David E Jones wrote:


The concept you are talking about is correct in general Adrian, but means something different than your interpretation here. The intent of the screen, form and other widgets is to define structure and business level artifacts (not technical or visual). They are meant to be externally styled, hence the use of "style" attributes, and yes even "id" attributes.

In other words, certain elements in the screen and form widgets (didn't check the others) already DO have id attributes on them, and if necessary we could add it to others as well.

-David


On Nov 26, 2007, at 9:14 AM, Adrian Crum wrote:

I had suggested adding the ID attribute (and others) to all widget elements earlier this year. The response was that we shouldn't tie widget code too closely to HTML output, since the intent is to use widgets to render to more than one output format.

-Adrian

Jonathon -- Improov wrote:

I did this on a private Widget Engine enhancement, along with AJAX. Unfortunately, that enhancement was licensed private months ago. Sorry. Frankly, I don't think the "id" attribute is really great. It's always possible, maybe even preferable, to reference HTML elements in a structured DOM way.
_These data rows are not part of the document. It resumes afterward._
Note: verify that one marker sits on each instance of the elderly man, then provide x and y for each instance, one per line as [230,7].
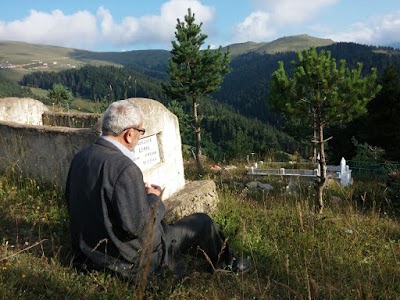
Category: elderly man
[116,219]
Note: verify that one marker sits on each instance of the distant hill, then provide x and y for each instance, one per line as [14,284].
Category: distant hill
[285,44]
[24,58]
[19,58]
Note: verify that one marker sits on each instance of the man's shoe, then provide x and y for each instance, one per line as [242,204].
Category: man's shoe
[240,265]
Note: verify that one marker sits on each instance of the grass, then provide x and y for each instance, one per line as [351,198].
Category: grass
[352,251]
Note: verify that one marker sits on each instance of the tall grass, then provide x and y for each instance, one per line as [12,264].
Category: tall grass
[352,251]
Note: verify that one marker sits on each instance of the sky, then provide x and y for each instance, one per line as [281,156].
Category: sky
[124,25]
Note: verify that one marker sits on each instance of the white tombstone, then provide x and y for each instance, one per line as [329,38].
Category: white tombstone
[159,152]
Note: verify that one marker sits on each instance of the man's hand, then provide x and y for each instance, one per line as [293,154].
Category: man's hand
[153,189]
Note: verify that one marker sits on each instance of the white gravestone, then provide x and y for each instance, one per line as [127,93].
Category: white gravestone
[159,152]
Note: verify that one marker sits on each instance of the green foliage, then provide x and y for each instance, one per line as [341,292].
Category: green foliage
[9,88]
[100,84]
[321,94]
[366,152]
[60,95]
[353,250]
[380,126]
[192,72]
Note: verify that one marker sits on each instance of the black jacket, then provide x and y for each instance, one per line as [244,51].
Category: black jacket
[113,221]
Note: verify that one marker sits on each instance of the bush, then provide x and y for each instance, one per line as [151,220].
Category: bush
[393,184]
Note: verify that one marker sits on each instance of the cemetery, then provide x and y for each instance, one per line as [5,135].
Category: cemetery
[44,152]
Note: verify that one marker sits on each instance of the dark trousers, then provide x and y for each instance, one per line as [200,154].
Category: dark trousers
[193,232]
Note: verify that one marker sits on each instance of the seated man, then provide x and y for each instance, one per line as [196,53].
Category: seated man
[116,220]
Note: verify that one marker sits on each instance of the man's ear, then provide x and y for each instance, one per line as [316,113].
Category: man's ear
[128,137]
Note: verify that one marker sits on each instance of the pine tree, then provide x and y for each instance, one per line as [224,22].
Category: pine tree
[194,72]
[321,94]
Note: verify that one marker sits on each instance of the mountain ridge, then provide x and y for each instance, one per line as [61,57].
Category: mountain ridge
[14,54]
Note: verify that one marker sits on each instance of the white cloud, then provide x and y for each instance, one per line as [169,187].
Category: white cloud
[55,28]
[85,30]
[152,28]
[292,11]
[255,27]
[270,16]
[379,30]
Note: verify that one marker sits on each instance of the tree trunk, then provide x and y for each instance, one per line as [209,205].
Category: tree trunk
[197,130]
[321,182]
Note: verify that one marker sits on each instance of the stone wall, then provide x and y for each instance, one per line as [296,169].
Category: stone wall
[44,152]
[22,110]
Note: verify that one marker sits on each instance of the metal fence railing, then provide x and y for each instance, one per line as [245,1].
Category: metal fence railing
[380,169]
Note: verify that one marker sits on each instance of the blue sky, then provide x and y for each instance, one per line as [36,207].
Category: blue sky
[120,25]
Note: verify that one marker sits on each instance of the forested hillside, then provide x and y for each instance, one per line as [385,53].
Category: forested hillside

I'd be willing to discuss this further if some of us are committed to working on this and putting it back to OFBiz.
Jonathon
Anil Patel wrote:

Hi,
Some Form Widget elements don't have "id" attribute. Id on html elements
makes them lot easier to work with from Javascript. I'll  appreciate If
somebody evaluate possibility of having id attribute on all form widget
elements and possibly implement them.